Le bain de bouche, souvent utilisé en complément du brossage et du fil dentaire, est censé être le dernier rempart pour une hygiène bucco-dentaire impeccable. En effet, il promet de lutter contre la plaque dentaire, d’éliminer les bactéries responsables des caries et des gingivites, tout en rafraîchissant l’haleine et en combattant l’halitose. Certains prétendent même renforcer l’émail et diminuer la sensibilité des dents. Mais prudence est mère de sûreté : une étude publiée le 4 juin 2024 dans le Journal of Medical Microbiology par des chercheurs de l’Institut de médecine tropicale d’Anvers lève le voile sur une facette moins reluisante… Les formules antiseptiques à base d’alcool, en particulier, seraient liées à des risques accrus de maladies bucco-dentaires et même de certains cancers ! Le point sur le sujet avec Geoffrey Migliardi.
Le revers de la médaille pour les bains de bouche antiseptiques
On parle souvent des bienfaits du microbiote intestinal, mais saviez-vous que votre bouche abrite aussi son propre écosystème ? Oui, un monde microscopique qui, lorsqu’il est déséquilibré, peut ouvrir la porte à toute une série de soucis de santé, des aphtes aux maladies des gencives, et même impacter notre digestion.
Mais une récente étude belge met le projecteur sur un produit du quotidien qu’on pensait allié de notre hygiène, à savoir le bain de bouche. Les chercheurs se sont intéressés spécifiquement au Listerine Cool Mint, un choix populaire pour ceux qui cherchent à garder une haleine fraîche. Après avoir examiné le microbiome buccal de 59 patients utilisant ce produit quotidiennement pendant trois mois, ils ont découvert des changements alarmants : une explosion de Fusobacterium nucleatum et de Streptococcus anginosus, des bactéries liées à des maladies des gencives et à des cancers aussi redoutables que ceux de l’œsophage et du côlon.
Plus troublant encore, les chercheurs ont noté une chute des Actinobactéries, essentiels pour la régulation de notre pression artérielle. Voilà de quoi refroidir les ardeurs de ceux qui voient dans le bain de bouche un geste santé inoffensif…
Des résultats qui ne surprennent pas les scientifiques
Cela n’est pas une première dans l’univers médical : le rince-bouche est encore une fois sur le banc des accusés.
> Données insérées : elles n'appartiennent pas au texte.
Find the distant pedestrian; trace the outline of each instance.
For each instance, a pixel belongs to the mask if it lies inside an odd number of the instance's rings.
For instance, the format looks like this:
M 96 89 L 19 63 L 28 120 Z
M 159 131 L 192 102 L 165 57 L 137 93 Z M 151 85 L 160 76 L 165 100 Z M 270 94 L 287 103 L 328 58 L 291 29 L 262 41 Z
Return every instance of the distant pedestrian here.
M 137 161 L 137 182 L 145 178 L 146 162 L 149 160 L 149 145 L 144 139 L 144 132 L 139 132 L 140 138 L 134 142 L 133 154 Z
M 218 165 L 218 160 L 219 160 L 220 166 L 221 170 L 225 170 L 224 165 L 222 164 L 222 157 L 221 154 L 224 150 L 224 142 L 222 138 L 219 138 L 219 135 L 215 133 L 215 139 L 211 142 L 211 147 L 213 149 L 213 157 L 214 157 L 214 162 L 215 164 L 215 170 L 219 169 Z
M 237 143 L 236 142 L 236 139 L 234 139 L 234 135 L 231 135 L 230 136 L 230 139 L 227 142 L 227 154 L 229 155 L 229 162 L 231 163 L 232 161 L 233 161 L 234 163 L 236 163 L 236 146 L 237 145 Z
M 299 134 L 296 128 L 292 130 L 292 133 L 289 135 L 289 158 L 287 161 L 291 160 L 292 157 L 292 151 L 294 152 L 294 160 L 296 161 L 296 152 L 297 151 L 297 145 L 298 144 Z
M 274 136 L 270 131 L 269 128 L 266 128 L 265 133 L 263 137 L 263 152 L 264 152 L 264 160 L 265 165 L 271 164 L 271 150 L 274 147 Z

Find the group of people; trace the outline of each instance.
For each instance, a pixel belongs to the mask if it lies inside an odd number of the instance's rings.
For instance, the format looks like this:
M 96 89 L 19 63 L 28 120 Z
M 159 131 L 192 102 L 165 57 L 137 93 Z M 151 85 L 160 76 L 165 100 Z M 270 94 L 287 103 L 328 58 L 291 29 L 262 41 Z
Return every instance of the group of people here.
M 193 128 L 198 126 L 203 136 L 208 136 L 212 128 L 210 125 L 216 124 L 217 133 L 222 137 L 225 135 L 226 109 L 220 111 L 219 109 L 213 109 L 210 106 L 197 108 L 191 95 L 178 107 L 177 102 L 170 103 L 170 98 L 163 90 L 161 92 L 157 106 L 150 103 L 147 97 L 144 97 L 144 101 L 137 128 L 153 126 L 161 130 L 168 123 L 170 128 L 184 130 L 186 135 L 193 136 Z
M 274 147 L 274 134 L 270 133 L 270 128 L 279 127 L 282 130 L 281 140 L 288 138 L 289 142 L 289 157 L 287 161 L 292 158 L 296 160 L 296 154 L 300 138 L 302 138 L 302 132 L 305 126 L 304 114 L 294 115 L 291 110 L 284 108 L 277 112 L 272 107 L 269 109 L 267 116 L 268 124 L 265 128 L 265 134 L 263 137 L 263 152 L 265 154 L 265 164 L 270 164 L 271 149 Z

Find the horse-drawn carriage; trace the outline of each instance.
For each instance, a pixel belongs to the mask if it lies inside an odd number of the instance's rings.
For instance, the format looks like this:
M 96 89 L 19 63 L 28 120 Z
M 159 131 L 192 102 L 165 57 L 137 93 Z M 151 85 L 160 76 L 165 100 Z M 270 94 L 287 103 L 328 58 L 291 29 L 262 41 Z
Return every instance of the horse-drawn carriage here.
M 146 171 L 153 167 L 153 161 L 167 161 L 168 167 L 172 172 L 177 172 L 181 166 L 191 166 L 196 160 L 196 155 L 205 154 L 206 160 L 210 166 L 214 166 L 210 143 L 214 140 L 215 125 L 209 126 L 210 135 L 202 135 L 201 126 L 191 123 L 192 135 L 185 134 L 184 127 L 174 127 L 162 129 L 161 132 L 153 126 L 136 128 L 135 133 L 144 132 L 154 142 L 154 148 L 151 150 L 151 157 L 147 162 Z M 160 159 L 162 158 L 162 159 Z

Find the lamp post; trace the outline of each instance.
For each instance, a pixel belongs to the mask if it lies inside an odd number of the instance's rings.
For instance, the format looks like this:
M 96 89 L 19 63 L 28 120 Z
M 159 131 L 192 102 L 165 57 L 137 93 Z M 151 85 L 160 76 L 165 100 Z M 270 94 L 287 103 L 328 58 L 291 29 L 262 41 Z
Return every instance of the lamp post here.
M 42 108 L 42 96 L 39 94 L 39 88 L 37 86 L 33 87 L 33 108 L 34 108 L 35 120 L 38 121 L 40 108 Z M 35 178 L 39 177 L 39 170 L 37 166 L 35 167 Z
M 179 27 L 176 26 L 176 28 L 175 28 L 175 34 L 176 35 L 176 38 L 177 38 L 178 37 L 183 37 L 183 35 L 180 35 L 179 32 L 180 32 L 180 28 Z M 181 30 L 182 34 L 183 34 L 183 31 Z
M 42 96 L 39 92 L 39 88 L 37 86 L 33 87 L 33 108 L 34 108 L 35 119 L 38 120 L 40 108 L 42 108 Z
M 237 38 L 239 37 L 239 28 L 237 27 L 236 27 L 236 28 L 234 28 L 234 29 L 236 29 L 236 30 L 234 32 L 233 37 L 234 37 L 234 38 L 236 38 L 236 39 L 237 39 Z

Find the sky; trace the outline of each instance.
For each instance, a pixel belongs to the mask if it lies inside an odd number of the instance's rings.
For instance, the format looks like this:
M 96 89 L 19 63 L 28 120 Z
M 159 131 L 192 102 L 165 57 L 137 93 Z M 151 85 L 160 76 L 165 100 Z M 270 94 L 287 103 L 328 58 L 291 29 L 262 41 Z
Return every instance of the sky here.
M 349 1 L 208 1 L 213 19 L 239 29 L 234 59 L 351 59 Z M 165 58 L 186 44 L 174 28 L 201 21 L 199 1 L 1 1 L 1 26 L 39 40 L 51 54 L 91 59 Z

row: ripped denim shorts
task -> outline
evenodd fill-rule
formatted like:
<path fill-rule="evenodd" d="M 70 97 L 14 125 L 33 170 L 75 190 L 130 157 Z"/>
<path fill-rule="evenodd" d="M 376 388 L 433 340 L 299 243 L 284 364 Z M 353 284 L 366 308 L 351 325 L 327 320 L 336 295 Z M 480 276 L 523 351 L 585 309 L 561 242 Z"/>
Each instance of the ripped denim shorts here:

Une étude de 2014 déjà publiée sur Science Direct tirait la sonnette d’alarme sur un risque accru de cancer des voies aérodigestives supérieures chez les utilisateurs assidus, ceux qui s’en servent trois fois par jour notamment. Et il n’y a pas que le cancer qui guette : des cas d’irritation ou d’assèchement des muqueuses ont été fréquemment signalés, surtout quand l’alcool entre dans la composition.
Devrions-nous arrêter de les utiliser ?
Vous êtes une femme enceinte ? Evitez les rince-bouches alcoolisés ! Mais les dernières recommandations vont encore plus loin. Les chercheurs nous disent en gros : « la plupart des gens ne devraient pas en utiliser [des bains de bouche, NDLR] et s’ils le font, ils devraient utiliser des préparations sans alcool et limiter l’utilisation à deux-trois jours par semaine ». Prudence, donc, mais sans panique, les auteurs admettent avoir laissé de côté certains facteurs comme l’alimentation ou le tabagisme, ce que n’a pas manqué de relever un porte-parole de Listerine après la parution de l’étude.
Au-delà de l’hygiène dentaire, une question de santé publique
L’étude soulève aussi une pratique moins connue, à savoir l’usage du rince-bouche pour limiter les risques de transmission de MST, particulièrement dans la communauté homosexuelle masculine. Les résultats suggèrent un effet plutôt négatif sur le microbiome buccal, comme l’explique le Pr Chris Kenyon, l’un des auteurs des travaux.